For coating with polyaminoacids the substrates were cleaned for 2 h in a solution of 25 g NaOH (Erne-Chemie, Switzerland) in 250 ml 60% EtOH. Afterwards the substrates were rinsed with double distilled water excessively and incubated with a 0.01% w/v solution of PLL (Sigma) or polyornithine (PORN, Sigma) in PBS-buffer (pH 7.4, Sigma) for 1 h. The coated glass slides were rinsed with double distilled water and dried in nitrogen flow. All films were stored in a desiccator over silica gel to remove remaining water and used within several days.
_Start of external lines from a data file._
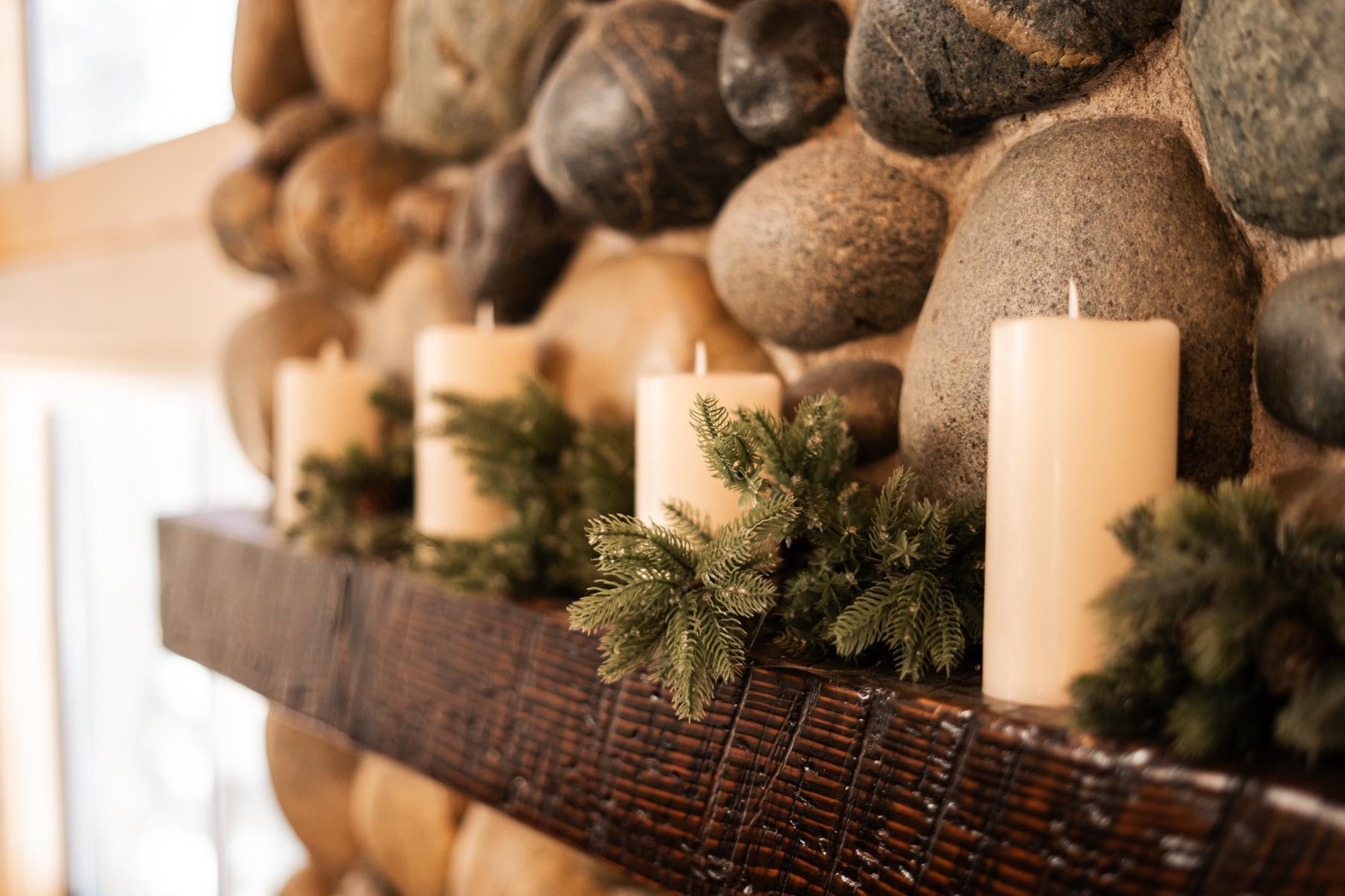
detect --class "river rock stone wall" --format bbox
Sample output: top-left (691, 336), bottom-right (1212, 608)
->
top-left (214, 0), bottom-right (1345, 494)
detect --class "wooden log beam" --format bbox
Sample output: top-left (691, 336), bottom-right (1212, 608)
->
top-left (158, 514), bottom-right (1345, 895)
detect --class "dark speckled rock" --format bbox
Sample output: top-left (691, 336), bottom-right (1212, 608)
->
top-left (783, 361), bottom-right (901, 464)
top-left (719, 0), bottom-right (850, 146)
top-left (1182, 0), bottom-right (1345, 236)
top-left (529, 0), bottom-right (759, 233)
top-left (451, 145), bottom-right (580, 323)
top-left (709, 135), bottom-right (947, 349)
top-left (901, 118), bottom-right (1259, 495)
top-left (1256, 260), bottom-right (1345, 448)
top-left (844, 0), bottom-right (1178, 152)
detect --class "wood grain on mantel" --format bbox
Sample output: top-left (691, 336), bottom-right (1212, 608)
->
top-left (158, 514), bottom-right (1345, 895)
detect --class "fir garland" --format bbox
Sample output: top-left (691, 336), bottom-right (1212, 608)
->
top-left (1072, 480), bottom-right (1345, 758)
top-left (571, 396), bottom-right (984, 718)
top-left (423, 379), bottom-right (635, 597)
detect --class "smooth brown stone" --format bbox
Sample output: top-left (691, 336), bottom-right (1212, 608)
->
top-left (901, 117), bottom-right (1260, 495)
top-left (296, 0), bottom-right (396, 116)
top-left (527, 0), bottom-right (759, 233)
top-left (350, 753), bottom-right (466, 896)
top-left (230, 0), bottom-right (313, 121)
top-left (266, 708), bottom-right (359, 883)
top-left (253, 93), bottom-right (346, 173)
top-left (783, 361), bottom-right (901, 464)
top-left (277, 125), bottom-right (425, 294)
top-left (719, 0), bottom-right (850, 146)
top-left (210, 166), bottom-right (289, 277)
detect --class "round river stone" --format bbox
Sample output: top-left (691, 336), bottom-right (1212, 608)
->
top-left (1182, 0), bottom-right (1345, 236)
top-left (844, 0), bottom-right (1184, 152)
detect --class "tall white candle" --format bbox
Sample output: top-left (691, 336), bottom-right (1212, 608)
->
top-left (635, 342), bottom-right (780, 526)
top-left (982, 283), bottom-right (1180, 706)
top-left (272, 339), bottom-right (383, 529)
top-left (416, 304), bottom-right (538, 538)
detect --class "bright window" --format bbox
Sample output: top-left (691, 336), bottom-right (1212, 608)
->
top-left (27, 0), bottom-right (237, 176)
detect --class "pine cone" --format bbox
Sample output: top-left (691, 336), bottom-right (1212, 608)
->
top-left (1256, 617), bottom-right (1326, 695)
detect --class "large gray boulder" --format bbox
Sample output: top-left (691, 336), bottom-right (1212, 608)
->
top-left (1181, 0), bottom-right (1345, 236)
top-left (844, 0), bottom-right (1178, 152)
top-left (709, 135), bottom-right (948, 349)
top-left (901, 118), bottom-right (1259, 495)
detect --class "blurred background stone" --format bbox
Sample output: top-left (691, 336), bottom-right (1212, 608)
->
top-left (223, 284), bottom-right (355, 475)
top-left (296, 0), bottom-right (396, 116)
top-left (449, 144), bottom-right (582, 323)
top-left (1182, 0), bottom-right (1345, 236)
top-left (1256, 260), bottom-right (1345, 448)
top-left (536, 251), bottom-right (774, 420)
top-left (210, 166), bottom-right (289, 277)
top-left (350, 753), bottom-right (466, 896)
top-left (719, 0), bottom-right (850, 146)
top-left (529, 0), bottom-right (757, 233)
top-left (901, 118), bottom-right (1260, 495)
top-left (230, 0), bottom-right (313, 121)
top-left (844, 0), bottom-right (1178, 153)
top-left (781, 361), bottom-right (901, 464)
top-left (382, 0), bottom-right (565, 160)
top-left (710, 135), bottom-right (947, 349)
top-left (253, 93), bottom-right (346, 173)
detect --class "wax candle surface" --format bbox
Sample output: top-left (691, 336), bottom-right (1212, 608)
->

Single molecule measurements
The coated coverslips were glued to aluminium slabs with six reaction vessels containing a volumetric capacity of 300 µl and a coated surface area of 0.37 cm2 each. The volume of applied DNA solution per well was 250 µl. Scanning with a confocal microscope was started ∼5 min later. This instrument consists of an argon ion laser (488 nm, Optlectra, Germany), an oil immersion microscope objective (N.A. 1.25, 100×; Edmund, USA) a microscope stage (ScanIm120, Märzhäuser, Germany) and an avalanche photodiode (Perkin Elmer, USA). A surface area of 50 × 50 µm2 was scanned with a resolution of 80 nm. The Gaussian shaped laser focus has a diameter of ∼500 nm (full-width half-maximum), thus the signal of bound fragments spreads over a sufficiently large number of image pixels for the subsequent fits. The excitation intensity at the surface was reduced to 25 µW by the means of a neutral density filter. One scan takes <8 min and delivers image raw data of 640 × 640 pixels. Although the start times of data acquisition and scan signal generation were perfectly synchronized, it was found that the resulting image showed a line-to-line mismatch, which is caused by a delay of the motion of the microscopic stage with respect to the driver signal. This delay depends on the mass of the moving part of the stage as well as on the mass of the sample. However, it occurs that this phase shift remains constant during one scan and the mismatches can be compensated by an alignment algorithm, described (19).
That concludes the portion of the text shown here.